A list of three object: (i) est: a data.frame including the connections together with their t_test weights, (ii) gest: if the outcome vector is given, a data.frame of t_test weights for outcome lavels, and (iii) dag: DAG with colored edges/nodes. If abs(t_test) > thr and t_test < 0, the edge is inhibited and it is highlighted in blue; otherwise, if abs(t_test) > thr and t_test > 0, the edge is activated and it is highlighted in red. If the outcome vector is given, nodes with absolute connection weights summed over the outcome levels, i.e. sum(abs(t_test[outcome levels])) > thr, will be highlighted in pink.

Author(s)

Mario Grassi [email protected]

References

S. Mohammadi. A new test for the significance of neural network inputs. Neurocomputing 2018; 273: 304-322.

Examples

if (torch::torch_is_installed()){

# load ALS data
ig<- alsData$graph
data<- alsData$exprs
data<- transformData(data)$data

#ncores<- parallel::detectCores(logical = FALSE)
dnn0 <- SEMdnn(ig, data, outcome = NULL, thr = NULL,
			#hidden = 5*K, link = "selu", bias = TRUE,
			hidden = c(10,10,10), link = "selu", bias = TRUE,
			validation = 0,  epochs = 32, ncores = 2)

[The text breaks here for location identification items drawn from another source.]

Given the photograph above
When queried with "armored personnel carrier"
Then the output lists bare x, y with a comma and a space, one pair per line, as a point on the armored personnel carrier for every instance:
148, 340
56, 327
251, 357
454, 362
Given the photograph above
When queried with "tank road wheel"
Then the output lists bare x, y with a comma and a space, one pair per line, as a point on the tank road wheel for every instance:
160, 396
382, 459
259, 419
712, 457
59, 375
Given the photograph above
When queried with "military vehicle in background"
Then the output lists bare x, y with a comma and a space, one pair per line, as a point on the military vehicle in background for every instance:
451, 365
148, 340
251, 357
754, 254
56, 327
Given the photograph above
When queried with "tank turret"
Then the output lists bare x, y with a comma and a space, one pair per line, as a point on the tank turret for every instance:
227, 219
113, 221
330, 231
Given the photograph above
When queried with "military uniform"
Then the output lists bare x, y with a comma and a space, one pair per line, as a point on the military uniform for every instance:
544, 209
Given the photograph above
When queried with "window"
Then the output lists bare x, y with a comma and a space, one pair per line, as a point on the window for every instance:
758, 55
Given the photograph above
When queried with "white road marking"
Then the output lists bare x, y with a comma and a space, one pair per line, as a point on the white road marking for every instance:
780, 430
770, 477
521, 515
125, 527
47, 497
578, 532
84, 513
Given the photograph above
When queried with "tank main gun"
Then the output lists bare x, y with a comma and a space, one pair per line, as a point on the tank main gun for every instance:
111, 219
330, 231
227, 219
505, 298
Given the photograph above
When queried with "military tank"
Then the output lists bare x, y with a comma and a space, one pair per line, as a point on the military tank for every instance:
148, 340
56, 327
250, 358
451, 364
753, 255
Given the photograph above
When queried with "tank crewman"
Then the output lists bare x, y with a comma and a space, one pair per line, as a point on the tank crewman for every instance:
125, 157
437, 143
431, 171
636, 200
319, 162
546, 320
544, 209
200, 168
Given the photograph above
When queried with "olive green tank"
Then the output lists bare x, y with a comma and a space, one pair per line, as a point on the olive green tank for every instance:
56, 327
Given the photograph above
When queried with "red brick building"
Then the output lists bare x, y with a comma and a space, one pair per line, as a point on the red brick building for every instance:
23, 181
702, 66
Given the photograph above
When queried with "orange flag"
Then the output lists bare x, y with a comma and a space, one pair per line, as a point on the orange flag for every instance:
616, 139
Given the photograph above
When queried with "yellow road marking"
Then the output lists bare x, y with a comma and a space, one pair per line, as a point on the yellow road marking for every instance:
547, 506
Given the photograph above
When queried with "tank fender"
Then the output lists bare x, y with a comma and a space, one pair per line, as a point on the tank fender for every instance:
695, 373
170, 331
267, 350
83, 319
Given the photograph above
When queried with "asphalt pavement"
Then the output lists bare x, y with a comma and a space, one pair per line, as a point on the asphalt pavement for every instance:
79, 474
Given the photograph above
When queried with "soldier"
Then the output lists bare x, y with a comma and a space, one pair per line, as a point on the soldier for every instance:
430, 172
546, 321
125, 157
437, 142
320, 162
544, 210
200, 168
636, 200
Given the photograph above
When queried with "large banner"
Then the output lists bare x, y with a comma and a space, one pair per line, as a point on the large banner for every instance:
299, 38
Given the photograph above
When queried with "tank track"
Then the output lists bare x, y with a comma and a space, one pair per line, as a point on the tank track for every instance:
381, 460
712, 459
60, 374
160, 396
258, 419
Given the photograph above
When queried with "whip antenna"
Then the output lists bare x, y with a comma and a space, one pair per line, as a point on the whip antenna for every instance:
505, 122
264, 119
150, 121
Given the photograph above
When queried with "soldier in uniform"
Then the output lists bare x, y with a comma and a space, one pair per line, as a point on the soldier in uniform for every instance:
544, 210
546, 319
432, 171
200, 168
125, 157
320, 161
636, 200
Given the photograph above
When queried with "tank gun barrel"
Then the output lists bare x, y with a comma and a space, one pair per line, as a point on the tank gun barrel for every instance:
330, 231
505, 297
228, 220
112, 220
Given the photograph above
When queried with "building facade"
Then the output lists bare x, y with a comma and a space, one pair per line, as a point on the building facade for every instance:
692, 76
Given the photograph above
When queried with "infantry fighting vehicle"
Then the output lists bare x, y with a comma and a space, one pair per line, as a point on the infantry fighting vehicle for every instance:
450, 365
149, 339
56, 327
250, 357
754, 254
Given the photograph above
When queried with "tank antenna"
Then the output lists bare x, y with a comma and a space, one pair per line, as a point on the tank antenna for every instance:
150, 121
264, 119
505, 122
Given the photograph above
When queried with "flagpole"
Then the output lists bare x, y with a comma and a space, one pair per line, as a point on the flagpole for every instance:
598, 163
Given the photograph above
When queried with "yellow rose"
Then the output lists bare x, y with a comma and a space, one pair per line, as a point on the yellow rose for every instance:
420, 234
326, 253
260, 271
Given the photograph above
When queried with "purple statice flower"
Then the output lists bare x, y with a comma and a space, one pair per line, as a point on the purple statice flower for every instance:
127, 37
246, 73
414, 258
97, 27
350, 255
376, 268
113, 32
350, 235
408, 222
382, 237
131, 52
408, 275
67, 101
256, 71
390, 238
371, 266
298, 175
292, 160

st05<- getSignificanceTest(dnn0, thr = 2, verbose = TRUE)
table(E(st05$dag)$color)
}

Variable importance for Machine Learning models

Description

Extraction of ML variable importance measures.

Usage

getVariableImportance(object, thr = NULL, verbose = FALSE, ...)

Arguments

object

A model fitting object from SEMml() function.

thr

A numeric value [0-1] indicating the threshold to apply to the variable importance values to color the graph. If thr = NULL (default), the threshold is set to thr = 0.5*max(abs(variable importance values)).

verbose

A logical value. If FALSE (default), the processed graph will not be plotted to screen.

...

Currently ignored.

Details

The variable (predictor) importance will be computed considering: (i) the absolute value of the z-statistic of the model parameters for "sem"; (ii) the variable importance measures from the rpart, importance or xgb.importance functions for "tree", "rf" or "xgb"; and (iii) the Olden's connection weights for "nn" or "dnn" methods.

Value

A list of three object: (i) est: a data.frame including the connections together with their variable importances (VarImp)), (ii) gest: if the outcome vector is given, a data.frame of VarImp for outcome lavels, and (iii) dag: DAG with colored edges/nodes. If abs(VarImp) > thr will be highlighted in red (VarImp > 0) or blue (VarImp < 0). If the outcome vector is given, nodes with variable importances summed over the outcome levels, i.e. sum(VarImp[outcome levels])) > thr, will be highlighted in pink.

Author(s)

Mario Grassi [email protected]

References

add references

Examples

# load ALS data
ig<- alsData$graph
data<- alsData$exprs
data<- transformData(data)$data

#ncores<- parallel::detectCores(logical = FALSE)
ml0<- SEMml(ig, data, outcome=NULL, algo="rf", ncores=2)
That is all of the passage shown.